Cannabis Club Asks Federal Judge to Nullify Injunction Barring it From Selling Marijuana for Medicinal Purpose
The Oakland Cannabis Buyers Cooperative on Tuesday filed a motion asking a federal judge to lift an injunction that bars the group from selling marijuana for medicinal purposes, the AP/Contra Costa Times reports. The request reopens a case thought to be settled in May when the U.S. Supreme Court upheld the injunction, ruling that, under a 1970 federal law, marijuana has no medical benefits and cannot be prescribed by doctors. Justice Clarence Thomas noted in the decision, however, that the court was only addressing the "medical necessity defense" and that questions regarding Congress' "ability to interfere with intrastate commerce, the right of states to experiment with their own laws and whether Americans have a fundamental right to marijuana as an avenue to be free of pain" remained unanswered. In 1996, with the passage of Proposition 215, California became the first state to approve the use of marijuana to relieve pain associated with chronic illnesses such as cancer and AIDS. Since then, Alaska, Arizona, Colorado, Hawaii, Maine, Oregon and Washington have all passed similar measures. Federal officials rarely interfered with medical marijuana clubs in these states prior to the Supreme Court decision, but the ruling "spread fear" among medicinal marijuana suppliers and users (Kravets, AP/Contra Costa Times, 1/8). Following the Supreme Court decision last year, federal agents closed a West Hollywood cannabis club, uprooting 400 marijuana plants and seizing growing equipment and computers containing the names and medical histories of the club's clientele (Mitchell, Los Angeles Times, 1/9). The Oakland club has refiled its suit and at a hearing next month will ask a federal judge to lift the injunction, focusing its arguments on the issues Thomas listed as unaddressed in the decision (AP/Contra Costa Times, 1/8).

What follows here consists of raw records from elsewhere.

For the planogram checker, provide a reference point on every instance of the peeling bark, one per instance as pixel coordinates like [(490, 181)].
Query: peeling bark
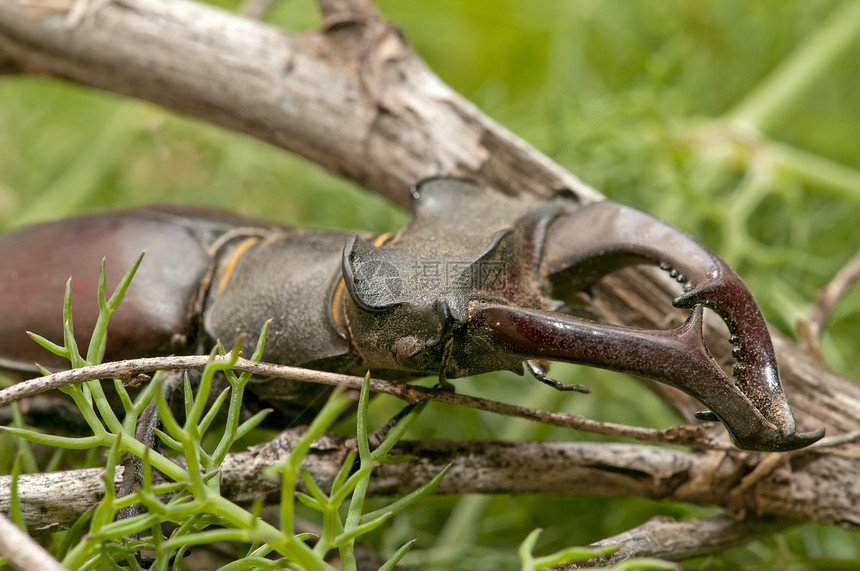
[(354, 98)]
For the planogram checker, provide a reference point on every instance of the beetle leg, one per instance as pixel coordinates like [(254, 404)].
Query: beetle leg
[(538, 373), (617, 236)]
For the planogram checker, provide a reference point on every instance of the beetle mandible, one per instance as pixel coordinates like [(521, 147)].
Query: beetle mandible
[(474, 283)]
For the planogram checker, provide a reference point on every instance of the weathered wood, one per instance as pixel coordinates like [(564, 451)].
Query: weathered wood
[(354, 98)]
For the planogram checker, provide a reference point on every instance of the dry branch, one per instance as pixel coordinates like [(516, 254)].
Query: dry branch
[(354, 98)]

Somayah Kambui, a 51-year-old Los Angeles woman with sickle cell anemia arrested in October for growing more than 200 pounds of marijuana plants in her garden, on Tuesday asked a Los Angeles Superior Court judge for a "speedy trial," the Los Angeles Times reports. Kambui is the founder of Crescent Alliance Self Help for Sickle Cell -- a marijuana cooperative that supplies the drug to people with the disease to help them relieve pain. Law enforcement officials have been observing Kambui since 1998, when she was arrested and released for growing the plants in her backyard. However, in light of the May Supreme Court decision, officials have again cracked down on her operation, which she said supplies a "dozen or so" sickle cell patients with the drug. The case is "another test" for Proposition 215, the Los Angeles Times reports. The trial will begin on Jan. 18 (Los Angeles Times, 1/9).